Dalam karya otaknya dengan pisau analisis hermeneutika yang berjudul "Al Quran Antara Fakta dan Fiksi" TAA antara lain menulis: "Sejak pewahyuannya hingga kini, al-Quran telah mengarungi sejarah panjang selama empat belas abad lebih. Rincian perjalanan historis kitab suci ini, terutama pada tahapan awalnya, telah ditempa serta dijalin dengan sejumlah fiksi dan mitos yang belakangan diterima secara luas sebagai fakta sejarah. Selanjutnya, kiraat pra-utsmani terkadang memberikan makna yang lebih masuk akal dibanding kiraat dalam tradisi teks utsmani. Saya ingin mengulang kembali contoh yang pernah dikemukakan Luthfi (juga seorang tokoh JIL -HMNA-): Bacaan 'ibil' (unta, 88:17) dalam konteks 88:17-20, sangat tidak koheren dengan ungkapan 'al-sama'' (langit), 'al-jibal' (gunung-2), dan 'al-ardl' (bumi). Dalam bacaan Ibn Mas'ud, Aisyah, Ubay, kerangka grafis yang sama dibaca dengan mendobel 'lam', yakni 'ibill' (awan). Bacaan pra-utsmani ini, jelas lebih koheren dan memberikan makna yang lebih logis ketimbang bacaan mutawatir ibil. Selanjutnya pula: Bagi rata-rata sarjana Muslim, 'keistimewaan' rasm utsmani merupakan misteri ilahi dan karakter kemukjizatan al-Quran. Tetapi, pandangan ini lebih merupakan mitos ketimbang prasangka dogmatis. Manuskrip-manuskrip mushaf utsmani yang awal cenderung menyangkali karakter ilahiyah semacam itu.
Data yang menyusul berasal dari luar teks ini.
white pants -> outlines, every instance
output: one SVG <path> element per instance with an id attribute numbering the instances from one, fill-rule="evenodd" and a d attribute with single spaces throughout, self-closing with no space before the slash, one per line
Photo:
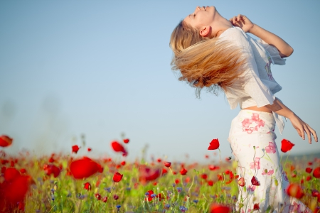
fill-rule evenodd
<path id="1" fill-rule="evenodd" d="M 286 193 L 289 181 L 280 165 L 274 127 L 272 114 L 253 110 L 241 110 L 232 121 L 228 140 L 238 161 L 237 174 L 245 181 L 244 187 L 239 186 L 236 207 L 240 212 L 253 211 L 254 204 L 262 212 L 310 210 Z M 253 176 L 260 185 L 252 184 Z"/>

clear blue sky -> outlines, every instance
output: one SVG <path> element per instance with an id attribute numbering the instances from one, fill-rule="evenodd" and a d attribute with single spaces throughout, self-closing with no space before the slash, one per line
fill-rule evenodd
<path id="1" fill-rule="evenodd" d="M 92 155 L 109 155 L 123 132 L 131 158 L 149 144 L 148 155 L 203 159 L 216 138 L 230 155 L 239 109 L 223 94 L 197 99 L 170 67 L 174 28 L 196 6 L 213 4 L 294 48 L 285 66 L 272 67 L 283 87 L 277 96 L 320 133 L 319 1 L 1 1 L 0 134 L 14 138 L 6 150 L 69 153 L 83 133 Z M 296 144 L 292 153 L 320 150 L 289 121 L 277 133 L 278 145 Z"/>

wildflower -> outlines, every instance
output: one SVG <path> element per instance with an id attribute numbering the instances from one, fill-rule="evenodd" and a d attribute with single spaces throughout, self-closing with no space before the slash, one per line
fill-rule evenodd
<path id="1" fill-rule="evenodd" d="M 257 181 L 257 178 L 255 178 L 255 176 L 252 176 L 252 178 L 251 179 L 251 183 L 253 185 L 260 185 L 260 183 L 259 182 L 259 181 Z"/>
<path id="2" fill-rule="evenodd" d="M 80 147 L 78 145 L 73 146 L 73 153 L 77 153 L 80 149 Z"/>
<path id="3" fill-rule="evenodd" d="M 186 212 L 187 208 L 186 208 L 185 207 L 180 207 L 179 209 L 180 211 L 181 211 L 181 212 Z"/>
<path id="4" fill-rule="evenodd" d="M 154 191 L 152 191 L 152 190 L 149 190 L 148 192 L 146 192 L 145 195 L 146 195 L 146 198 L 145 198 L 144 200 L 148 200 L 148 201 L 151 201 L 152 199 L 153 199 L 154 197 L 156 197 L 156 196 L 152 197 L 153 195 L 154 195 Z"/>
<path id="5" fill-rule="evenodd" d="M 312 174 L 314 178 L 320 178 L 320 167 L 317 167 L 314 169 L 314 173 Z"/>
<path id="6" fill-rule="evenodd" d="M 85 182 L 83 185 L 83 188 L 85 190 L 87 190 L 87 191 L 91 190 L 91 184 L 89 182 Z"/>
<path id="7" fill-rule="evenodd" d="M 283 139 L 281 141 L 281 151 L 284 153 L 287 153 L 290 151 L 294 146 L 294 143 L 287 139 Z"/>
<path id="8" fill-rule="evenodd" d="M 219 146 L 220 146 L 219 140 L 213 139 L 209 143 L 209 147 L 208 148 L 208 150 L 215 150 L 215 149 L 219 148 Z"/>
<path id="9" fill-rule="evenodd" d="M 311 173 L 312 172 L 312 168 L 308 167 L 306 168 L 306 173 Z"/>
<path id="10" fill-rule="evenodd" d="M 5 135 L 0 136 L 0 146 L 2 147 L 9 146 L 12 144 L 12 141 L 14 141 L 14 139 L 12 139 L 8 136 Z"/>
<path id="11" fill-rule="evenodd" d="M 188 170 L 186 169 L 185 169 L 184 168 L 183 168 L 180 170 L 180 174 L 181 174 L 182 175 L 186 175 L 187 172 L 188 172 Z"/>
<path id="12" fill-rule="evenodd" d="M 255 203 L 253 204 L 253 210 L 259 210 L 260 208 L 259 207 L 258 203 Z"/>
<path id="13" fill-rule="evenodd" d="M 304 195 L 301 187 L 296 183 L 290 184 L 287 189 L 287 192 L 289 196 L 297 199 L 300 199 Z"/>
<path id="14" fill-rule="evenodd" d="M 220 167 L 214 165 L 209 165 L 209 170 L 214 171 L 216 170 L 220 169 Z"/>
<path id="15" fill-rule="evenodd" d="M 95 193 L 95 198 L 97 198 L 97 200 L 101 200 L 101 195 L 99 193 Z"/>
<path id="16" fill-rule="evenodd" d="M 171 165 L 171 162 L 166 161 L 164 163 L 164 166 L 165 167 L 169 168 Z"/>
<path id="17" fill-rule="evenodd" d="M 245 185 L 245 178 L 239 178 L 239 180 L 238 180 L 238 184 L 240 187 L 244 187 Z"/>
<path id="18" fill-rule="evenodd" d="M 103 171 L 103 168 L 87 157 L 73 160 L 70 165 L 70 173 L 75 179 L 88 178 L 95 173 Z"/>
<path id="19" fill-rule="evenodd" d="M 155 180 L 161 175 L 160 169 L 154 169 L 146 165 L 140 166 L 139 171 L 139 180 L 144 183 L 147 181 Z"/>
<path id="20" fill-rule="evenodd" d="M 116 182 L 120 182 L 121 179 L 122 179 L 122 176 L 123 176 L 123 175 L 122 175 L 117 172 L 115 173 L 114 175 L 113 175 L 113 181 L 114 181 Z"/>
<path id="21" fill-rule="evenodd" d="M 60 168 L 53 164 L 45 164 L 43 165 L 43 170 L 47 175 L 53 174 L 54 178 L 57 178 L 60 172 Z"/>
<path id="22" fill-rule="evenodd" d="M 208 185 L 210 186 L 213 186 L 213 180 L 208 180 Z"/>
<path id="23" fill-rule="evenodd" d="M 231 209 L 220 204 L 213 204 L 210 207 L 210 213 L 229 213 L 231 212 Z"/>
<path id="24" fill-rule="evenodd" d="M 111 147 L 112 147 L 113 150 L 116 152 L 122 152 L 124 154 L 127 155 L 127 152 L 124 149 L 124 148 L 117 141 L 112 141 L 111 142 Z"/>
<path id="25" fill-rule="evenodd" d="M 206 180 L 206 179 L 207 179 L 207 178 L 208 178 L 208 175 L 207 175 L 207 174 L 202 174 L 201 175 L 201 178 L 202 179 L 204 179 L 204 180 Z"/>

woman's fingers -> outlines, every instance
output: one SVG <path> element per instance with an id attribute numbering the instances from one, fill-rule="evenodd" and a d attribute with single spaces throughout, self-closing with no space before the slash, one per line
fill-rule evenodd
<path id="1" fill-rule="evenodd" d="M 314 131 L 314 129 L 311 128 L 310 126 L 309 126 L 308 124 L 306 124 L 306 125 L 308 127 L 308 129 L 309 129 L 311 133 L 314 136 L 314 141 L 316 142 L 318 142 L 318 136 L 316 135 L 316 131 Z"/>
<path id="2" fill-rule="evenodd" d="M 306 133 L 306 136 L 308 136 L 309 143 L 311 144 L 311 133 L 310 133 L 310 131 L 309 131 L 308 126 L 306 126 L 306 124 L 304 124 L 304 131 Z"/>

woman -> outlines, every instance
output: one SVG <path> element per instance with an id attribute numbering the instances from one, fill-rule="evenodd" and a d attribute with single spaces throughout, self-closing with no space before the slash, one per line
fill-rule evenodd
<path id="1" fill-rule="evenodd" d="M 299 204 L 299 210 L 309 211 L 286 193 L 289 182 L 274 141 L 275 124 L 282 133 L 284 116 L 304 140 L 306 133 L 309 143 L 311 135 L 318 141 L 316 131 L 274 96 L 282 87 L 270 65 L 284 65 L 292 48 L 246 16 L 227 20 L 214 6 L 196 7 L 174 30 L 170 46 L 180 80 L 196 87 L 198 96 L 203 88 L 215 94 L 222 89 L 231 109 L 239 104 L 242 109 L 229 134 L 237 173 L 246 188 L 239 187 L 237 210 L 250 212 L 258 204 L 262 211 L 289 212 Z"/>

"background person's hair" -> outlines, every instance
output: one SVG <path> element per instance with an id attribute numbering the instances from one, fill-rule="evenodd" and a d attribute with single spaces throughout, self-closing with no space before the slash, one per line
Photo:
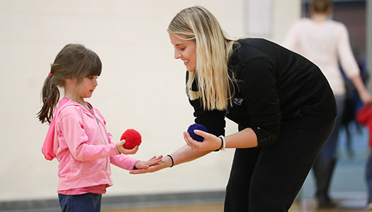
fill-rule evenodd
<path id="1" fill-rule="evenodd" d="M 55 107 L 60 100 L 58 87 L 64 86 L 68 78 L 81 83 L 84 77 L 101 75 L 102 64 L 99 57 L 81 45 L 68 44 L 57 55 L 51 64 L 50 73 L 44 81 L 41 95 L 43 107 L 38 113 L 41 123 L 50 123 Z"/>
<path id="2" fill-rule="evenodd" d="M 312 0 L 310 6 L 315 13 L 326 13 L 328 8 L 332 6 L 332 0 Z"/>
<path id="3" fill-rule="evenodd" d="M 181 11 L 168 26 L 168 33 L 196 43 L 196 70 L 188 73 L 187 94 L 191 100 L 201 98 L 203 107 L 225 110 L 232 104 L 234 78 L 227 61 L 237 40 L 227 37 L 215 17 L 202 6 Z M 191 90 L 197 78 L 198 91 Z"/>

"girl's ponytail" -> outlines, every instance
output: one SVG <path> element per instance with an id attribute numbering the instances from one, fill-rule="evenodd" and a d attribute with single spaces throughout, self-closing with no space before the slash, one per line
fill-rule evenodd
<path id="1" fill-rule="evenodd" d="M 41 123 L 47 122 L 50 124 L 53 117 L 55 106 L 60 100 L 60 90 L 55 83 L 55 76 L 50 73 L 45 81 L 41 91 L 43 107 L 38 113 L 38 117 Z"/>
<path id="2" fill-rule="evenodd" d="M 79 44 L 65 45 L 51 64 L 50 73 L 44 81 L 41 91 L 43 107 L 38 118 L 50 124 L 55 107 L 60 100 L 60 88 L 64 88 L 66 79 L 76 79 L 81 83 L 84 77 L 99 76 L 102 64 L 92 50 Z"/>

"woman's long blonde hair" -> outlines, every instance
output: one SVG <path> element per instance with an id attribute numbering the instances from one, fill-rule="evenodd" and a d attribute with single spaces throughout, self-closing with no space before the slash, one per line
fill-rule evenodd
<path id="1" fill-rule="evenodd" d="M 232 75 L 227 61 L 237 40 L 229 38 L 215 17 L 202 6 L 181 11 L 168 26 L 168 33 L 196 43 L 196 70 L 188 73 L 187 94 L 191 100 L 201 98 L 204 109 L 225 110 L 234 95 Z M 197 80 L 198 91 L 191 90 Z"/>

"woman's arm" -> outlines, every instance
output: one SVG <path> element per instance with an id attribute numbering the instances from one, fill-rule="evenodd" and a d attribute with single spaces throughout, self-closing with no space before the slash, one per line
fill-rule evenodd
<path id="1" fill-rule="evenodd" d="M 193 160 L 198 158 L 205 155 L 212 151 L 198 151 L 191 148 L 184 146 L 170 155 L 174 160 L 174 165 Z M 170 167 L 172 165 L 171 159 L 169 156 L 163 157 L 162 161 L 158 164 L 150 166 L 148 169 L 135 170 L 130 172 L 130 174 L 144 174 L 154 172 L 166 167 Z"/>
<path id="2" fill-rule="evenodd" d="M 220 138 L 200 130 L 195 130 L 195 134 L 203 136 L 203 142 L 193 140 L 187 132 L 184 133 L 184 139 L 187 145 L 198 151 L 208 151 L 220 149 L 222 146 Z M 225 138 L 226 148 L 251 148 L 257 146 L 257 137 L 250 128 L 246 128 L 237 133 Z"/>

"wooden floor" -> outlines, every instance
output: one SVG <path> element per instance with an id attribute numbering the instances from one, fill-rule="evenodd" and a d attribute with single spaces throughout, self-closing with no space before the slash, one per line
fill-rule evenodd
<path id="1" fill-rule="evenodd" d="M 334 208 L 317 209 L 313 199 L 302 200 L 294 204 L 289 212 L 361 212 L 367 211 L 364 200 L 339 199 L 336 200 L 337 206 Z M 153 206 L 147 208 L 131 208 L 122 209 L 106 209 L 102 212 L 222 212 L 223 204 L 193 204 L 184 206 Z"/>

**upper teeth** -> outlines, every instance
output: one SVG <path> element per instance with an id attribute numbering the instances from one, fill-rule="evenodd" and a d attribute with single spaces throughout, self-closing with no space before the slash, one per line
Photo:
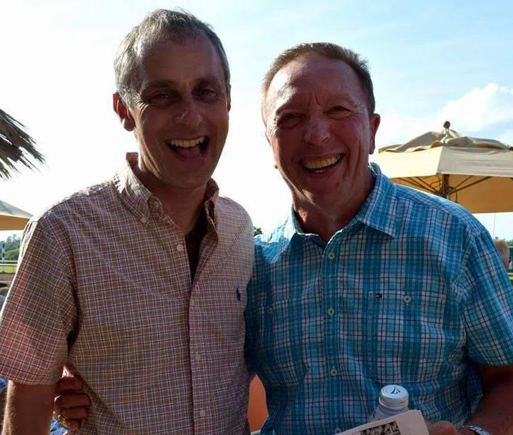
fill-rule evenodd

Dalam manuskrip-manuskrip ini, tidak terlihat adanya kesepakatan dan keseragaman dalam penyalinan teks al-Quran. [sumber: www.Islamlib.com].
Maka Jaringan Tangan-Tangan Gurita itu wajib hukumnya untuk dijawab, karena ini termasuk jihad intelektual. Sudilah kiranya para pembaca sabar menanti, insya-Allah akan dijawab dalam Seri 656 yad. WaLlahu a'lamu bisshawab.